Appropriate disinfection and sterilization of medical devices are issues of particular importance for the protection of patients with increased susceptibility for bacterial colonization and infection. Accordingly, healthcare providers and developers of medical devices have a clear need for effective protocols to eliminate or at least minimize the exposure of frail patients to potential pathogens. In addition, microbial contaminations can interfere with the functionality of medical devices. Bacterial contamination is therefore a constant issue that jeopardizes the safety of devices, particularly if they have surfaces with a relatively high water activity that promote microbial growth and come in direct contact with patients31,32. Another important consideration related to microbial decontamination is the reusability of expensive devices that would otherwise be discarded after use. Nebulizers belong to this category of expensive devices with a high colonization risk, which calls for effective disinfection procedures that can be applied at home. Our present findings show that this could, in principle, be achieved by exposing these devices to high oxygen concentrations in a dedicated incubator. A clear added value of oxygen-mediated disinfection would be that molecular oxygen, unlike other chemicals, will not compromise the reusability of nebulizers and other medical devices.

A possible added value derived from an oxygen-based treatment against P. aeruginosa would relate to the predilection of this bacterium for the mucus that accumulates in the lungs of CF patients. This mucus is depleted in oxygen, which would force the bacteria to be more relying on anaerobic respiration33. Interestingly, it was shown by Gupta et al., that P. aeruginosa in anoxic conditions displays a reduced sensitivity to antibiotics, aminoglycosides in particular34. This observation is important, because CF patients need to undergo frequent administration of antibiotics that could, in time, become less effective due to acquired bacterial antimicrobial resistance. Potentially, disinfection of nebulizers with high oxygen concentrations could thus help to minimize the exposure of CF patients to antimicrobial resistant P. aeruginosa.

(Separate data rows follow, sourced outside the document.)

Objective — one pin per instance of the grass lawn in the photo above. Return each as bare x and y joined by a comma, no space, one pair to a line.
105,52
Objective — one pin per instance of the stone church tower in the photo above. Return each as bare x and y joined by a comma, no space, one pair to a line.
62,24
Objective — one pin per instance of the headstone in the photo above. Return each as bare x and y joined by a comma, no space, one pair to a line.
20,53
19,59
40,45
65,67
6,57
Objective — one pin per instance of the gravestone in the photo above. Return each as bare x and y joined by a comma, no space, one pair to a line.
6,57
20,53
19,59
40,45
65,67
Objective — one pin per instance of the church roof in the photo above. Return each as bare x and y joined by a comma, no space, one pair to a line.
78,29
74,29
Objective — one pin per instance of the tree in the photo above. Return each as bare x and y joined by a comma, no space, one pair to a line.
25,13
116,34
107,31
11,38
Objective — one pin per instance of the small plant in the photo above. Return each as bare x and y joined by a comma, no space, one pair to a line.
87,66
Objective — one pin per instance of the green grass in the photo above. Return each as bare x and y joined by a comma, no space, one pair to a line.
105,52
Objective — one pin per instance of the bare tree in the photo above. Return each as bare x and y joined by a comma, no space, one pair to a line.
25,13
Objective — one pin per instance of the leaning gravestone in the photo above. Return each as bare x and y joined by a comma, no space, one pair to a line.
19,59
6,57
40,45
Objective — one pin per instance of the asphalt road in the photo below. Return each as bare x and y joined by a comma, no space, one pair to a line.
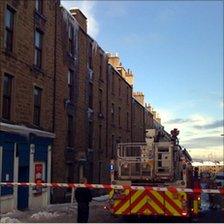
67,213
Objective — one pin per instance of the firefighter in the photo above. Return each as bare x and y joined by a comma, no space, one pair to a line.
83,196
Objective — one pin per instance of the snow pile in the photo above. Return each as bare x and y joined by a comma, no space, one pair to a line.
44,214
8,220
101,198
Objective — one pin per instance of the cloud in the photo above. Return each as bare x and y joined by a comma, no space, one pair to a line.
203,142
134,38
88,9
215,124
210,154
178,121
116,9
165,15
200,134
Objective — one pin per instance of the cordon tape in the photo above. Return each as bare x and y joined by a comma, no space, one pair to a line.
111,186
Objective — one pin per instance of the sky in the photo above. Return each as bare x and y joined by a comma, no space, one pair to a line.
175,50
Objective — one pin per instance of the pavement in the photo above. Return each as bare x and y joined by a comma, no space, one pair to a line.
67,213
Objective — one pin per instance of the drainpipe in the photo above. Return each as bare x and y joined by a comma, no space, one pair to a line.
107,106
55,67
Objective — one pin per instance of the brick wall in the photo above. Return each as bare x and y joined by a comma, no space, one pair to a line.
20,62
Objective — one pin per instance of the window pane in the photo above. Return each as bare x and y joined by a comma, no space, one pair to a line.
6,108
36,118
38,6
37,59
38,39
7,86
69,77
8,40
9,18
37,97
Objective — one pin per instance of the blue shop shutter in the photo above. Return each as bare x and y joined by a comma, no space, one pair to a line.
7,167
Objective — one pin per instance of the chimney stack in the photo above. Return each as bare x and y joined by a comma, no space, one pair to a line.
80,17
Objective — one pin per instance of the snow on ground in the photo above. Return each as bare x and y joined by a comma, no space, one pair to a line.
44,214
8,220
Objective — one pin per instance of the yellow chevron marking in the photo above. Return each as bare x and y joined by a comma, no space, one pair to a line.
147,211
136,195
116,202
176,201
139,205
156,207
123,207
111,194
171,209
158,196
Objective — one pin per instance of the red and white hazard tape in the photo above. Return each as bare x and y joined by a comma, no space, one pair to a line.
111,186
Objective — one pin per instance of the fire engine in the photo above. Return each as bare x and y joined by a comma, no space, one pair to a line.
157,162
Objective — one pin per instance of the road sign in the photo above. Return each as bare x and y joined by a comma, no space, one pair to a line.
111,167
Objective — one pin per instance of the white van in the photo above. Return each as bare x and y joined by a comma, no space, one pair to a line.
219,179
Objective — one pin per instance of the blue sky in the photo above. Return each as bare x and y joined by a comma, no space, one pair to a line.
175,50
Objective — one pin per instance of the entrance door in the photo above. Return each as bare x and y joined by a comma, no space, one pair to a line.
23,176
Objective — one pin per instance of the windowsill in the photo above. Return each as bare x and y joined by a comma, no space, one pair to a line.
71,56
37,69
9,53
40,15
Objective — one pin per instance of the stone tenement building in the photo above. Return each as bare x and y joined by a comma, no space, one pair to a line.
27,98
64,102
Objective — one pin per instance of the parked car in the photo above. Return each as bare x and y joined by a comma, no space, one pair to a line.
219,179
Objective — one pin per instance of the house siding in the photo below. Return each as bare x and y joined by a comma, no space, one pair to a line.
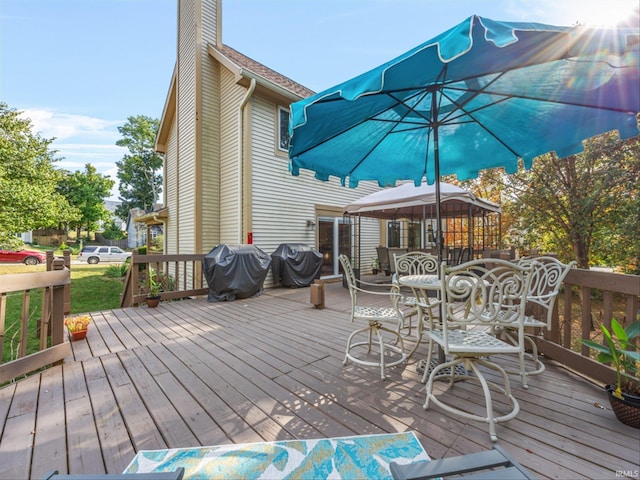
210,175
282,203
186,124
171,190
230,161
226,179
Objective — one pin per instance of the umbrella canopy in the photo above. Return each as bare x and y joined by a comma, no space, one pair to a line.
409,201
483,94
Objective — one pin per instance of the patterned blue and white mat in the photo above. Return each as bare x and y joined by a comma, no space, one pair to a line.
356,457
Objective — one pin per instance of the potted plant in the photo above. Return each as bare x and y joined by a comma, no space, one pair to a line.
375,265
622,353
153,289
77,326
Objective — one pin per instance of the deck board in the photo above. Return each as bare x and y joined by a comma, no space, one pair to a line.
192,373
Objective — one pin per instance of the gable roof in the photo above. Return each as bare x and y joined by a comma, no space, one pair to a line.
247,63
245,68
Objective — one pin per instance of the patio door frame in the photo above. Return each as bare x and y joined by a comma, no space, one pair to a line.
338,241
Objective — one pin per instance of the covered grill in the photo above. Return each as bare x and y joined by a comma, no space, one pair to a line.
295,265
235,271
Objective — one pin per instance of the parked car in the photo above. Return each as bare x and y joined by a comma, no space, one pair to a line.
28,257
94,254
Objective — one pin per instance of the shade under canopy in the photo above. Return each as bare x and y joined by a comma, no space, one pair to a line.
409,201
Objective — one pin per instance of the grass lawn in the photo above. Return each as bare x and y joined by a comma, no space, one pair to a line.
91,291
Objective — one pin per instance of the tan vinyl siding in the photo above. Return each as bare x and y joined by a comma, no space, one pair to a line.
171,191
208,227
282,203
186,113
230,163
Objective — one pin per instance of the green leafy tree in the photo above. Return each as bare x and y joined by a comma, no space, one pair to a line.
87,191
28,179
583,207
140,171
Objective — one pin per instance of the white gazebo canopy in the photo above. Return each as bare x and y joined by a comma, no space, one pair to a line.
409,201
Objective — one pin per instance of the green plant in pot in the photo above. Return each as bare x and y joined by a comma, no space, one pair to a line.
621,352
153,289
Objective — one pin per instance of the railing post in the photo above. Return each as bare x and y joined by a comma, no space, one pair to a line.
66,256
58,307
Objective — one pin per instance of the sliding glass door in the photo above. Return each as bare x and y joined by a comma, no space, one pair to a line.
334,238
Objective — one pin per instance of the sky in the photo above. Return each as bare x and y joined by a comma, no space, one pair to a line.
79,68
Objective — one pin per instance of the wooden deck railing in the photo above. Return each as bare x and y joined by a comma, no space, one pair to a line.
181,277
618,296
51,322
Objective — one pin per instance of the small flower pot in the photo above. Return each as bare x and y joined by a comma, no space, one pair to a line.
78,335
153,302
627,410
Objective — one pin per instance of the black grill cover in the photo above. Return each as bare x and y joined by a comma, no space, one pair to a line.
295,265
235,271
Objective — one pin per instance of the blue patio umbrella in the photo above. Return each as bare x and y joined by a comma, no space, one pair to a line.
483,94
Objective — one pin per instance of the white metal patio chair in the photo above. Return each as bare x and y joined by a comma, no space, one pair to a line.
416,263
547,276
376,317
493,297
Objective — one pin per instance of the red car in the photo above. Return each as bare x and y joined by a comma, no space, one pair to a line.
28,257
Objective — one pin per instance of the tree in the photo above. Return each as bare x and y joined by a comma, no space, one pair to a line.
582,205
28,179
87,191
140,182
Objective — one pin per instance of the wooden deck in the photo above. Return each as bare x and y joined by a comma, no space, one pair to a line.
192,373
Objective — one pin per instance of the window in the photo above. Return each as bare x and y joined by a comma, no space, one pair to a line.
393,234
283,129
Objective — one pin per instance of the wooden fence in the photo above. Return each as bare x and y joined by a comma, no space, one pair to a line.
617,295
181,276
51,322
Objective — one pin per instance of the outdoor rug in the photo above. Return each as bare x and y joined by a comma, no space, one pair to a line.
355,457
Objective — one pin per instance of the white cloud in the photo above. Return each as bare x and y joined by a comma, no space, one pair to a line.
80,139
64,126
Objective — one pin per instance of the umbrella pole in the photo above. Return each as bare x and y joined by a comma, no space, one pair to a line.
436,160
440,235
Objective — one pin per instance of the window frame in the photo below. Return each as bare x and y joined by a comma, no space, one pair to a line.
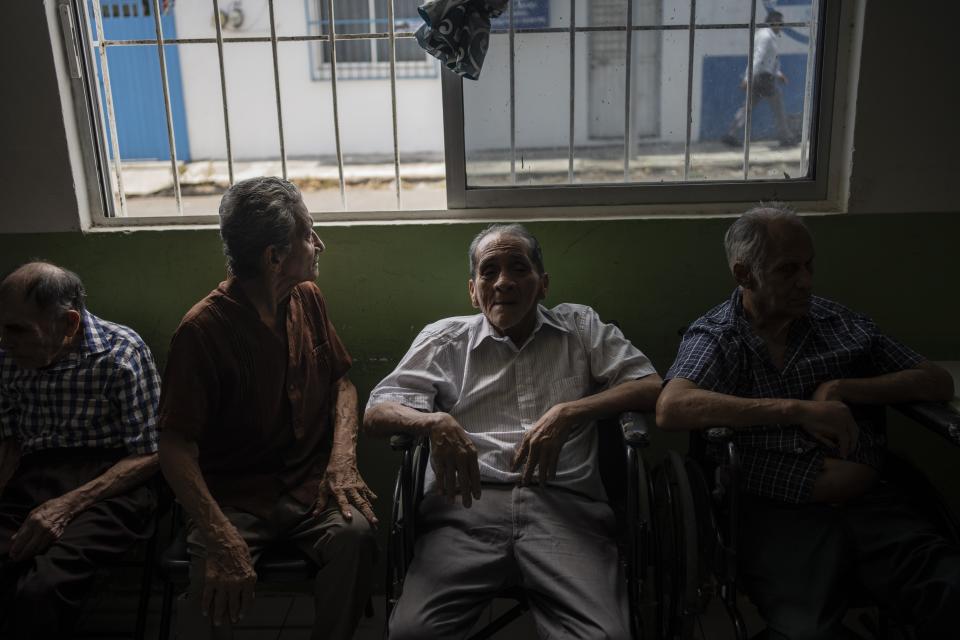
820,192
461,196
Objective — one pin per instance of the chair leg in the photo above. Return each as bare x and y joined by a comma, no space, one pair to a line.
166,610
146,585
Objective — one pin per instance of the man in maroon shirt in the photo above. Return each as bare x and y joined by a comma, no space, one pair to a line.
259,421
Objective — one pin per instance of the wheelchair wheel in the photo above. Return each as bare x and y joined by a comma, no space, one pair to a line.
682,574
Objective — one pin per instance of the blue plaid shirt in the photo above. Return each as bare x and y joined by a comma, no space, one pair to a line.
103,394
721,353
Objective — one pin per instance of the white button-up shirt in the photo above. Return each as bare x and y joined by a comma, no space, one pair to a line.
497,391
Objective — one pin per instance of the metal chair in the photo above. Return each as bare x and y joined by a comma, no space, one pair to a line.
626,480
698,524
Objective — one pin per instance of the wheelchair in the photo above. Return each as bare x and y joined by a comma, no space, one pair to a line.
697,513
626,479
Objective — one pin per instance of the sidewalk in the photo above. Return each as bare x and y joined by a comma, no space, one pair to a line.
146,178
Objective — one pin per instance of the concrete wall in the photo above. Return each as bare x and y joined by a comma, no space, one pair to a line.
892,256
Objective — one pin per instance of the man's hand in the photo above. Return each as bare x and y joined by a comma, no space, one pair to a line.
541,445
828,391
832,424
228,579
43,526
454,459
342,481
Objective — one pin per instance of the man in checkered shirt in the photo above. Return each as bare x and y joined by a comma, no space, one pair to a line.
802,382
78,399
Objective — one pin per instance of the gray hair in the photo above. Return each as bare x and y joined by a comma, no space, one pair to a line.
747,240
518,231
255,214
48,286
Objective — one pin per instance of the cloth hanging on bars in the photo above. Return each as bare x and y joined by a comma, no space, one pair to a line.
457,32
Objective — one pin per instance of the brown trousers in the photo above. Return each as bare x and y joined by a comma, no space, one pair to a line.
42,596
344,551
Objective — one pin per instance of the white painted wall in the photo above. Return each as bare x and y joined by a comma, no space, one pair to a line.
365,113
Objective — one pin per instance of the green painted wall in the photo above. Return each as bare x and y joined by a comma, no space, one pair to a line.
383,283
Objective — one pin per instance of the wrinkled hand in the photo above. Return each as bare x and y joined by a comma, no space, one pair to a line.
541,445
342,481
228,580
43,526
454,459
832,424
827,391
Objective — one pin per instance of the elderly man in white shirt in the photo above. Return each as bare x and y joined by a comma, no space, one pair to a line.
767,77
509,400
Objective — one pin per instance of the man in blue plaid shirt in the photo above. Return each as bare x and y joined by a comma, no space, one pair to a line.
802,382
78,401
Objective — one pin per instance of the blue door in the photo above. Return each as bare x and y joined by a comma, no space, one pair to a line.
136,83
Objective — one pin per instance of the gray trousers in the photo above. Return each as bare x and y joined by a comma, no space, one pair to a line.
556,544
344,551
765,87
800,564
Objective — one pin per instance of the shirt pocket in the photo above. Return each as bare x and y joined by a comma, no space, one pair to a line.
566,389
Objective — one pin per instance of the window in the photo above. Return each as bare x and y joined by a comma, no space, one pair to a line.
370,59
606,102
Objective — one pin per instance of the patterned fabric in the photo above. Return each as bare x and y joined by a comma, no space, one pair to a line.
720,352
496,391
457,32
104,394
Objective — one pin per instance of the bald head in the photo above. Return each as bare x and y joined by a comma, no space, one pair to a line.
50,288
751,238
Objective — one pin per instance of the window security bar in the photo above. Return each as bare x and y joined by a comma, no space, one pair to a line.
391,35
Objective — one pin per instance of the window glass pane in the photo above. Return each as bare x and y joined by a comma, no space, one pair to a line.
486,105
725,11
659,106
543,78
600,105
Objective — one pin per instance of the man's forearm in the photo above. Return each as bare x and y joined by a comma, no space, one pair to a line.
925,383
126,474
633,395
685,407
179,462
389,418
345,421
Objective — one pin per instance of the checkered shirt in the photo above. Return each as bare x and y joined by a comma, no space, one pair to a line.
103,394
720,352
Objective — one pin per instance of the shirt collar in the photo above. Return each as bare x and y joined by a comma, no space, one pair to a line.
544,317
94,338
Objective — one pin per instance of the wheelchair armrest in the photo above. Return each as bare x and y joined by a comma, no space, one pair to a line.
939,417
402,441
636,429
719,435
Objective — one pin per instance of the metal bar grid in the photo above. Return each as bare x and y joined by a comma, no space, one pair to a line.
573,80
689,120
808,89
111,115
393,100
513,101
336,106
392,35
276,86
748,105
385,35
166,106
627,129
223,89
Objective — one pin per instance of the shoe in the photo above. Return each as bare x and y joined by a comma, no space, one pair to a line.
730,141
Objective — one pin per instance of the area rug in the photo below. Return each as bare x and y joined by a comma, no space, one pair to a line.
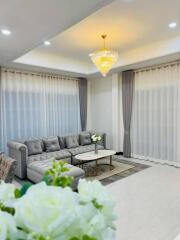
104,170
123,168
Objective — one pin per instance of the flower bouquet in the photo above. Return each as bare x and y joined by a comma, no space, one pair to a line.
50,210
95,138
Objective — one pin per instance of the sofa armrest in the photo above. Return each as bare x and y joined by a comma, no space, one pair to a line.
103,135
19,152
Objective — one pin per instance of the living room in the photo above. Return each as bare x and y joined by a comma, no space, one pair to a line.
89,120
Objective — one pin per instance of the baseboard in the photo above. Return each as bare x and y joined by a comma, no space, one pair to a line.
119,153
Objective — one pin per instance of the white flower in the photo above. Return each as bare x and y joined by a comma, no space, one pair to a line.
48,211
92,223
99,138
6,192
94,138
97,194
8,228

In conclusion, we anticipate that the toxic effects of molecular oxygen may become a powerful ally in the fight against bacterial pathogens. With the advantage of being safe for human use, oxygen represents a tool to curb the growth of particular opportunistic pathogens that contaminate and colonize biotic and abiotic surfaces. Accordingly, it could for instance be applied also in the disinfection of neonatal incubators after usage, because such incubators are expensive devices which may become contaminated with pathogens that represent a particular threat to the health of premature neonates32. This principle may even be extended to non-medical applications, including the food industry where elevated oxygen levels combined with low water activity may help to prevent spoilage. However, the main limitation of oxygen-based disinfection approaches resides in a potentially incomplete elimination of microbial contaminants as documented in our present study. Additional identified factors that determine the efficacy of oxygen-based disinfection are the contaminating bacterial species, the duration of oxygen exposure and the applied oxygen concentration. Until an appropriate solution is found for these potentially limiting factors, we therefore advocate approaches that combine the usage of high oxygen with other disinfectants like ethanol or hydrogen peroxide.